If you are a musician, you probably have heard almost this exact same phrase uttered before, only about a piece of music, a performance, or a recording. "Consider your audience" is another one of those pieces of our colloquial musicological vocabulary that could have been devised by Karl Rove. It's not about specific people with specific wants and needs; it's about something more abstract and universal that it is suddenly assumed all human beings share merely as a consequence of being human.

As with most such assumptions, it has proven irresistible to large throngs of people despite being completely false. There is, in fact, wild variation in our willingness to read demanding books or listen to demanding pieces of music, to say nothing of the inherent value of "follow[ing] out every line of thought" in philosophical discourse. Used as it is in Aronson's article, the phrase is just another institutionalization of pop culture sensibility, where anything that cannot be taken in passively is not worth the trouble (or worse, is elitist or snobbish). Particularly with regard to verbal discourse on issues as complex as religion and atheism, it astounds me that anyone would level such a criticism against a book. Just a few paragraphs earlier, Aronson described the authors as, "devoted...to overcoming a situation in which every other area of life can be critically analyzed while admittedly irrational religious faith is made central to American life but exempted from serious discussion." If pursuing "serious discussion" means being "inconsiderate" of one's audience, does that make it any less urgent or valid?
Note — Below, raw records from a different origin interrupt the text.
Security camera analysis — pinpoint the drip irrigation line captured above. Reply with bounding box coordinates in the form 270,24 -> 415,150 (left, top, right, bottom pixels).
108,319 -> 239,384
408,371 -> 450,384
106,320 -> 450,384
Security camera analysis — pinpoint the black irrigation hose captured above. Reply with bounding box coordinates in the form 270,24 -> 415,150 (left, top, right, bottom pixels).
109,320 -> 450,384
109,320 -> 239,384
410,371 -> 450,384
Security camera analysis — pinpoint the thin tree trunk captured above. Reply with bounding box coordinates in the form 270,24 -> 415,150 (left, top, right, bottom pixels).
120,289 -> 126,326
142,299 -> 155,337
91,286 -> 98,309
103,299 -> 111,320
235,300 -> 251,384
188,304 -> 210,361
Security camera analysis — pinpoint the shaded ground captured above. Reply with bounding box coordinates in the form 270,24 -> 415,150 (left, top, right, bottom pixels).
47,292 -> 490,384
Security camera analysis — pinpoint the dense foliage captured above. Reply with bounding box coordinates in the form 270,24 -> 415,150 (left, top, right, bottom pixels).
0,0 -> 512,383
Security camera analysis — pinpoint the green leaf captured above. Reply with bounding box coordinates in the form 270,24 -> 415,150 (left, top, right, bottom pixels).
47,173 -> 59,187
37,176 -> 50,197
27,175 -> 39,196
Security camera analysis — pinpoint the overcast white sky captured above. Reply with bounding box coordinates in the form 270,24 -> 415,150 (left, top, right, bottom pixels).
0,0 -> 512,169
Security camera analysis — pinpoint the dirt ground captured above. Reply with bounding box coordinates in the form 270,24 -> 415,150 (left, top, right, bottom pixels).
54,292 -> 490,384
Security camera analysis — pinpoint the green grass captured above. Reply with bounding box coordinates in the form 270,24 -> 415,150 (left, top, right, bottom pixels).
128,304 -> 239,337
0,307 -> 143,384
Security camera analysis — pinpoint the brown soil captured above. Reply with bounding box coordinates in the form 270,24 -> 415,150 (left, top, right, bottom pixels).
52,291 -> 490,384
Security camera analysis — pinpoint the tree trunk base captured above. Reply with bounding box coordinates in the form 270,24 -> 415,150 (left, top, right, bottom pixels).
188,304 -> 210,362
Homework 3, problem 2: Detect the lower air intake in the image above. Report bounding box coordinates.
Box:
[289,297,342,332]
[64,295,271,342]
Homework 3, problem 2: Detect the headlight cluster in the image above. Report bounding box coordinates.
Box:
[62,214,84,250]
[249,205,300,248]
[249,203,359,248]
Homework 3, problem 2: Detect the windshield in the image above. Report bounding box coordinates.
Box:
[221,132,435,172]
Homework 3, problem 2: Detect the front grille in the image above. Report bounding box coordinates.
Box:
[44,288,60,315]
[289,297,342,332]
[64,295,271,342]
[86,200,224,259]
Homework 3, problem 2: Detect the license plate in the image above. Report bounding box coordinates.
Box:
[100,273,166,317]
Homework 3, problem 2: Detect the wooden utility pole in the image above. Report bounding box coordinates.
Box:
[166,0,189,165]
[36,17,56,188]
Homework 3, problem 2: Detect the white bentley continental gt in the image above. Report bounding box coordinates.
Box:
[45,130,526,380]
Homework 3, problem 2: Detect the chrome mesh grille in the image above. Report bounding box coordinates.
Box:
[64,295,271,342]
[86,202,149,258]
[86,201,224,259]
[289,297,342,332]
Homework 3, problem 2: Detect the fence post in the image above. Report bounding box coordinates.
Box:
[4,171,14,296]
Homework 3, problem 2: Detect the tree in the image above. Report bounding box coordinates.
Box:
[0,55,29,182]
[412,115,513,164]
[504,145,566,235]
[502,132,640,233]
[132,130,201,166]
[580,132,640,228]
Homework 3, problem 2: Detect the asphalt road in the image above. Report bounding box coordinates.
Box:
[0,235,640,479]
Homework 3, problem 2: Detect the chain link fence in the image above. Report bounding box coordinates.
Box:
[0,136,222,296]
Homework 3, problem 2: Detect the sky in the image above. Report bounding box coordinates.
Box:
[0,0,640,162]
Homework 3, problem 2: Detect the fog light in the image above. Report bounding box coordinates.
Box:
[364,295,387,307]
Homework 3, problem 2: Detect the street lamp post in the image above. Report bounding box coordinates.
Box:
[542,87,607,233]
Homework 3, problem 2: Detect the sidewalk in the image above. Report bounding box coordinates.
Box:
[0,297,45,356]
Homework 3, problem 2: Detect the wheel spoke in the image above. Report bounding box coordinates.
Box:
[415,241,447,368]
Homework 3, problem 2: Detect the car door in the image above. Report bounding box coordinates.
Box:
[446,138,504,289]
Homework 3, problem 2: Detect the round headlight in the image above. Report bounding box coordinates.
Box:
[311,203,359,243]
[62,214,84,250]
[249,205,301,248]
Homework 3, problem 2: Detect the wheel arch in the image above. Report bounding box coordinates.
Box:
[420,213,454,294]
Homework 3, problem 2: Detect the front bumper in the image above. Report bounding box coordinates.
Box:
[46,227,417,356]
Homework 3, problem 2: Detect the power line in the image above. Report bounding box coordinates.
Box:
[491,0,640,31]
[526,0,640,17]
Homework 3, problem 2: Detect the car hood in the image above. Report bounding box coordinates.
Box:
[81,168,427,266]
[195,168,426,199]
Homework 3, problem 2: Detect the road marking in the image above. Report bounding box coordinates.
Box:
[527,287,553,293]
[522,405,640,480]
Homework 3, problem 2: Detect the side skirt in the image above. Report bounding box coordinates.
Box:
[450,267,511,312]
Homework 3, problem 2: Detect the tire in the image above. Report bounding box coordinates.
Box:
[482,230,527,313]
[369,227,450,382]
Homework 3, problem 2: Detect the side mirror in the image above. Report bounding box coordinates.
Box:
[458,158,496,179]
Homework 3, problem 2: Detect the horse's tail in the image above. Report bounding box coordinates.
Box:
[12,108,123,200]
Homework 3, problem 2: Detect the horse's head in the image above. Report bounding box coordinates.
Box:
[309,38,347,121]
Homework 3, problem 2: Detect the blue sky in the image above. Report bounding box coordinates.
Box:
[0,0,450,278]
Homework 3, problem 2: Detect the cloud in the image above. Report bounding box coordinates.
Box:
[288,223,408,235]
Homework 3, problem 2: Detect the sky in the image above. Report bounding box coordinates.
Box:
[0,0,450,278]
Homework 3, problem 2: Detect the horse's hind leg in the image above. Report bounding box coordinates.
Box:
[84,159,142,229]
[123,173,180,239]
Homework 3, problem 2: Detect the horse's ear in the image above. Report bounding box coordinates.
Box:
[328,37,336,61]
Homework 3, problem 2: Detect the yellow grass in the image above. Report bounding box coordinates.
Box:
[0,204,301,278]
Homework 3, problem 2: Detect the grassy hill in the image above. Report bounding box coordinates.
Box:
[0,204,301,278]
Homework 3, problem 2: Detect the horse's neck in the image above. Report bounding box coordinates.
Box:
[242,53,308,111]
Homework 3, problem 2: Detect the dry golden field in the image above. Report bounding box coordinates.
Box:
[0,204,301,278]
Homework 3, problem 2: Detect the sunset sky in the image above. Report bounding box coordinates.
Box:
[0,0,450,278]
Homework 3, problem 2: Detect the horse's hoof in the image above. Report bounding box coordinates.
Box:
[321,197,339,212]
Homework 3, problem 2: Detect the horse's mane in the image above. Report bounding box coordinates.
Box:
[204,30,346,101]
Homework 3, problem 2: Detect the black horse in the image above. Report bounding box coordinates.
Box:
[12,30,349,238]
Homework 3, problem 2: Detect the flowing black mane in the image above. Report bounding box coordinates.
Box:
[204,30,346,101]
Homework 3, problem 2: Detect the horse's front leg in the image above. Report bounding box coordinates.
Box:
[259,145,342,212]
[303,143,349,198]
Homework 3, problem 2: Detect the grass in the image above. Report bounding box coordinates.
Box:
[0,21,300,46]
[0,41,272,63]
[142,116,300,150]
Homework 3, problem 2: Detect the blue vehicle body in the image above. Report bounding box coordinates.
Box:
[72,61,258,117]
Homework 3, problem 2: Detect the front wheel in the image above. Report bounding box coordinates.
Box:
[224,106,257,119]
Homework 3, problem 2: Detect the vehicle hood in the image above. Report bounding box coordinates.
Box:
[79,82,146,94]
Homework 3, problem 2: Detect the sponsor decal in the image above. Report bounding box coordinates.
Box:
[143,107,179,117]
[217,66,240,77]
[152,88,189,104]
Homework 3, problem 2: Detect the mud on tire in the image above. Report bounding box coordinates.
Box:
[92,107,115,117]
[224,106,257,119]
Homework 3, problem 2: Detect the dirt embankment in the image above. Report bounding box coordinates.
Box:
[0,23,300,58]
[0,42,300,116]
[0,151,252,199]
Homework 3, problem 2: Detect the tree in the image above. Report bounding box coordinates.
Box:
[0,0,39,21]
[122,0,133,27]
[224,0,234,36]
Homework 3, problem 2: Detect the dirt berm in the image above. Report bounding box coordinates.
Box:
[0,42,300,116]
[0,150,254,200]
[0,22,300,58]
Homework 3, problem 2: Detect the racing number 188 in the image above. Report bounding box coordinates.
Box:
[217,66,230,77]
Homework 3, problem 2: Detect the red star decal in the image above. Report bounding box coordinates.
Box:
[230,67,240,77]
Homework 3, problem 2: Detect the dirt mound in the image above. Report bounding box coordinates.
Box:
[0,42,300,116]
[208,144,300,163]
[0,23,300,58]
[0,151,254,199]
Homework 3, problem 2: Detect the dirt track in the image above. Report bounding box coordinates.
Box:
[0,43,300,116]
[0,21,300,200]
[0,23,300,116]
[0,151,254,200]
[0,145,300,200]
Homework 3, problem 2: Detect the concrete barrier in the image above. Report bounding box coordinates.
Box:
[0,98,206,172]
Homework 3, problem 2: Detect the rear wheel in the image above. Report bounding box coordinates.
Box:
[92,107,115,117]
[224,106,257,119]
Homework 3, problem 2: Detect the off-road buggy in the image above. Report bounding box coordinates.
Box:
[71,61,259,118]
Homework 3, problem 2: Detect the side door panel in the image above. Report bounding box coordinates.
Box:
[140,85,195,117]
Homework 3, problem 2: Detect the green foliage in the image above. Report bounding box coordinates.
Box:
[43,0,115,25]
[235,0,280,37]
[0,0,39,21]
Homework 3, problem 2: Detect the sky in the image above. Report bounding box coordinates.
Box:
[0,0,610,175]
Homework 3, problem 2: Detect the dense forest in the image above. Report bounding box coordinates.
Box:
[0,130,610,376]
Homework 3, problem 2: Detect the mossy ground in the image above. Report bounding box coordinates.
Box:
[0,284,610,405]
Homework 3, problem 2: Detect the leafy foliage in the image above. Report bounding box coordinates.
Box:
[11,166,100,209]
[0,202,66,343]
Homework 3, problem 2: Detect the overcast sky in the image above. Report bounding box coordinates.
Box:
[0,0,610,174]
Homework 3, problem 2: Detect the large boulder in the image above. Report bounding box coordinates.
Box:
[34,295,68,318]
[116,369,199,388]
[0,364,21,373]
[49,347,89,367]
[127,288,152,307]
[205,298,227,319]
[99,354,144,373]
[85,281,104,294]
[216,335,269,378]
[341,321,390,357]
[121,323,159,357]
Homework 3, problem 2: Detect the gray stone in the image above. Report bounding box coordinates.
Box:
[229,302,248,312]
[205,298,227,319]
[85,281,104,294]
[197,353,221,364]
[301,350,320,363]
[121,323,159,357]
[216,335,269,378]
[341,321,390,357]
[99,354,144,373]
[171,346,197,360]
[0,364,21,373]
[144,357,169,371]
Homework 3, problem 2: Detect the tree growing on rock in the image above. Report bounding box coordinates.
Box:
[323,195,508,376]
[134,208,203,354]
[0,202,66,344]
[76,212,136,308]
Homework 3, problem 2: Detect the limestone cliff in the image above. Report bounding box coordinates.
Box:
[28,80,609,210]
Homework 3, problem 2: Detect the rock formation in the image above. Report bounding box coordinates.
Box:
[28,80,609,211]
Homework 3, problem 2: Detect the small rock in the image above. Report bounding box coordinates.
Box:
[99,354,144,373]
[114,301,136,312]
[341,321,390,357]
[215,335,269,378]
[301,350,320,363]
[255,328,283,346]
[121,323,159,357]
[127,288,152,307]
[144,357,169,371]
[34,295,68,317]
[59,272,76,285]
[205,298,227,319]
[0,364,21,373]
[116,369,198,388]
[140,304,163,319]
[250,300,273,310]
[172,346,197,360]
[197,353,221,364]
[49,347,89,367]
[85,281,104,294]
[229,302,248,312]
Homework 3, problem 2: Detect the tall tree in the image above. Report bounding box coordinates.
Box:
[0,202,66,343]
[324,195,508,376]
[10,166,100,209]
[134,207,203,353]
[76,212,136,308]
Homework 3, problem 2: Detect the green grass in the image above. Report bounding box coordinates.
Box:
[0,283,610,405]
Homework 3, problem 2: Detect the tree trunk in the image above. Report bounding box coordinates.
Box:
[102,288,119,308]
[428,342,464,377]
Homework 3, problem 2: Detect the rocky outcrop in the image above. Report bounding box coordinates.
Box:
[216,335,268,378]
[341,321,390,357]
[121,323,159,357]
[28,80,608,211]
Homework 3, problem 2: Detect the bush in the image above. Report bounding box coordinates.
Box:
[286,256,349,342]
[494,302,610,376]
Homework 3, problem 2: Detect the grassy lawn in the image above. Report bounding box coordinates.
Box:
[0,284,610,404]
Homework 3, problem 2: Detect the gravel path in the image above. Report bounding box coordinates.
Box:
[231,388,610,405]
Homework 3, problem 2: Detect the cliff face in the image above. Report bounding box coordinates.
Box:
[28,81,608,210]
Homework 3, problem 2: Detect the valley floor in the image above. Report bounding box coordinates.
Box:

Music, of course, is not an empirical pursuit, but I don't think that using "consider your audience" as a euphemism for "don't play anything contemporary or long" is any more intelligent or appropriate. Words like "modern" and "avant-garde" got co-opted in the same way, and many people now understand them to refer to embalmed musical styles rather than to their dictionary definitions. The problem? This leaves a linguistic void, or at least creates confusion: what do we call music that is literally "modern" or "avant-garde" but doesn't sound like what most people associate with those terms? Similarly, we must always be considerate (literally) of our audience; they are human beings, after all. But alas, this turn of phrase has also been stolen by the trend-makers and sentenced to function merely as so much mud slung in the general direction of anything dissonant.

I hereby consider my audience by giving them permission to alleviate any discomfort they may experience during my performances. If their butts hurt after 20 minutes, they can get up and leave. If they're falling asleep, they can get up and leave (or stay asleep; just don't snore and/or fall off your chair because those things make noise and would interrupt the performance). If someone in the audience absolutely hates what I do, I would recommend that they get up and leave rather than sticking around and creating that now-famous "cold and stale" atmosphere that has Greg Sandow's knickers in a twist about the future of classical music.

I am reminded of two summers ago when, by some stroke of luck, the Minnesota Orchestra's often-forgettable Sommerfest resulted in a late-night solo piano set at Orchestra Hall by none other than Fred Hersch, and for only ten f$%&*ing dollars! Not only would this have likely cost $50-$100 in most any other case, but it would actually have been worth it. Nonetheless, people's butts were squirming after one tune, and were headed out the door after two or three. The most engaged they were all night was during Hersch's opening remarks when some hysterical laughter erupted as he introduced the first tune, Billy Strayhorn's "Upper Manhattan Medical Group." If he had just followed up with Monk's "Ba-lue Bolivar Ba-lues-are" and Hank Mobley's "Old World, New Imports," he might have kept them around longer. But Mr. Hersch didn't consider his audience; he just played his ass off.